The observer detail of double slit experiment I have been searching internet for a while and I couldn't find any detailed information about the observer type in double slit experiment of electrons.
For example is the observer a camera or something like that?
The more detail of how they observed the electron the better.
I hope to find my answer here.
 A: Maybe your question is about the instrumentation used, in which case I cannot help much, but if it is about the concept of observing something in such experiments, then here's a short/rough discussion.
The observer is a black-box type of description of a more involved physical concept behind, namely that of interactions and measurements. 
I guess you already know that we cannot visually see say an electron as that would imply probing the electron with the visible part of the light spectrum and in this range the wavelengths are too large compared to the system size to be probed.
But more generally, when we observe something experimentally, some form of interaction takes place, for example a scattering between the electron and a photon coming from a detector. In doing so we inevitably change the state of our system, and this is hidden behind that experimental act of observation.
To give you more intuition, take a particle under a microscope. The precision of position measurements of the particle is limited by the resolution of our microscope which itself is limited by the wavelength $\lambda$ of the light used. In order to improve this, $\lambda$ has to be made as small as possible, which results in using more energetic photons. The scattering that results between the photon and our system will jolt the system, and cause its momentum to change. All this process can be labeled as observing the position of a particle.
If you are interested in the instrumentation part, start by reading up about CCD's.
A neat explanation by Mark Eichenlaub can also be found on this Quora post, here's a small quote from it:

Let's give one example. In a real double-slit experiment, the
  electrons are bounced off layers of atoms in a crystal, not slits.
  Mostly, the electrons won't interact with the crystal except to bounce
  off. The state of the crystal is unchanged. However, sometimes an
  electron will interact with the crystal when it bounces, flipping the
  spin of different electron in the crystal as it does so. In that case,
  if we go to the crystal and see where the spin has been flipped, it
  tells us where the electron bounced off. That means the spin-flipping
  constitutes an observation of the electron, and electrons that flip a
  spin in the crystal will not show interference. As long as there is
  any system in the universe we can examine that keeps a record of where
  the electron bounced, we destroy interference because the states don't
  cancel any more.

A: Here is one set up:

So the detector is a charged couple devise  which transfers   the electron hits (the charges generated by the electron hitting the plate) and is recorded as an image. There are photos of single electron hits at the end of the article.
A: When talking about how the double-slit-experiment can be manipulated to result in an interference pattern or a lack thereof, most (popular) scientific publications use the term "observer" as the cause of the collapse of the interference pattern.
I too have long wondered what is meant by "observer" since none of the publications I've read ever bothered to define it.
So, here's my take on it.
Now, it is my understanding that an "observer" is any system that tries to interact with the wavicle(*) in question (in this case an electron) in order to extract from it some property (eg.: position, speed, direction or which slit it passed through).
Such an observer typically will consist of three components:


*

*a medium; something that interacts with the wavicle. This can be an electric field, a magnetic field or other wavicles (eg: light, electrons), whatever, even a piece of wire

*a generator; something that generates the detecting medium (eg: a magnet, a lightbulb)
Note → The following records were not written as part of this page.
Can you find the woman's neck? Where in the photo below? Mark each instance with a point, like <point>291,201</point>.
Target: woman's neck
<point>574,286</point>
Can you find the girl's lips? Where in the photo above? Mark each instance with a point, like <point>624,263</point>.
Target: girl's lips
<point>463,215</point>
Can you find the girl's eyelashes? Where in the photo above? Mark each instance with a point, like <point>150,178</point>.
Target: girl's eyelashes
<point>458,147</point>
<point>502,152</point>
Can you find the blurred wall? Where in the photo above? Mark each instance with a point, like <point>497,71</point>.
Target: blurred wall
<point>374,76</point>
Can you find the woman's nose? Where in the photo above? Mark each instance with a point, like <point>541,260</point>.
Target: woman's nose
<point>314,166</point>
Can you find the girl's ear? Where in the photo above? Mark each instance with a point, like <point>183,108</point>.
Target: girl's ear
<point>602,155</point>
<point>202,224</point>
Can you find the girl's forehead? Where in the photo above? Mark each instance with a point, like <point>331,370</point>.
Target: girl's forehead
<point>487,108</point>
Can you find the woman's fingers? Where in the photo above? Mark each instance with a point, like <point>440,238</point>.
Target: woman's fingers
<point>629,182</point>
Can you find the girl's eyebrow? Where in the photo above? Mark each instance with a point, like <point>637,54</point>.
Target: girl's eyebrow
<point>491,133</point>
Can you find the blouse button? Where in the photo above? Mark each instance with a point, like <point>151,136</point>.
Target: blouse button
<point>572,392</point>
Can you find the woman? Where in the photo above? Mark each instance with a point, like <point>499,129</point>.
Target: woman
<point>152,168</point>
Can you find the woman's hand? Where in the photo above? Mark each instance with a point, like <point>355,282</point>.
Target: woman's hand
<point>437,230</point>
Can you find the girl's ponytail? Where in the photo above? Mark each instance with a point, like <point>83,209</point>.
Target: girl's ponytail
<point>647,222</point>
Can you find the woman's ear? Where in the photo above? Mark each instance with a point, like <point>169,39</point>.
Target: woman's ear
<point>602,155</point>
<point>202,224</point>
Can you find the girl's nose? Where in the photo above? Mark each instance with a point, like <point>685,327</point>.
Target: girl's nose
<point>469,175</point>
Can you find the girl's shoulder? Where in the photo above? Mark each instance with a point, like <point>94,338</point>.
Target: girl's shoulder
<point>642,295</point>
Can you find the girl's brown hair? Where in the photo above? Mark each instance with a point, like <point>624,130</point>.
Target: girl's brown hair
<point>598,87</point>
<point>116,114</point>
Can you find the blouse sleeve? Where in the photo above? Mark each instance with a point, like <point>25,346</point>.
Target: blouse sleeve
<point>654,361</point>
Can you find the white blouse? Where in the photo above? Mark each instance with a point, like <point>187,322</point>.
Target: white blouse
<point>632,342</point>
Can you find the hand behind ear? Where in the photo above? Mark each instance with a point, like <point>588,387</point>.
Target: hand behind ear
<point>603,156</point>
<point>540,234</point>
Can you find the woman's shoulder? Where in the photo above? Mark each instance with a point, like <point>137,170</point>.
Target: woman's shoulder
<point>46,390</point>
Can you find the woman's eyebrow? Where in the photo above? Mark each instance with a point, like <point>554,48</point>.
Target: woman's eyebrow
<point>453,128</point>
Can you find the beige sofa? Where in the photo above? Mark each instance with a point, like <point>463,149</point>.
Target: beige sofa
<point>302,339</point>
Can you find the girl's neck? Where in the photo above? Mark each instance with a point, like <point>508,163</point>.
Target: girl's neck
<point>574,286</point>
*a detector; something that detects a change in the medium (a CCD, a magentometer, a machine that goes "ping"). This change is then quantified and interpreted to mean something like "its moving south".


As long as nothing tries to interact with the wavicle (according Feynman) it will be on every possible path between the source and the target. Some paths however have a higher probability than others. And the path that it took is only revealed at the moment it is observed by the target. The interference pattern is there to show that not all paths are equally probable.
When you add an "observer" you effectively destroy the wavicle's interference pattern with your medium defining its location and direction and losing its wave-characteristics. Its particle-properties then determine where it will hit the target.
Note that for the wave-function to collapse there doesn't need to be a detector. The interaction with the medium is sufficient.
(*) Until it is observed (by the "observer" or the target CCD or photoemulsion plate) the electron has both properties of waves as well as of particles. So I'm using the contraction wavicle here to indicate its duality.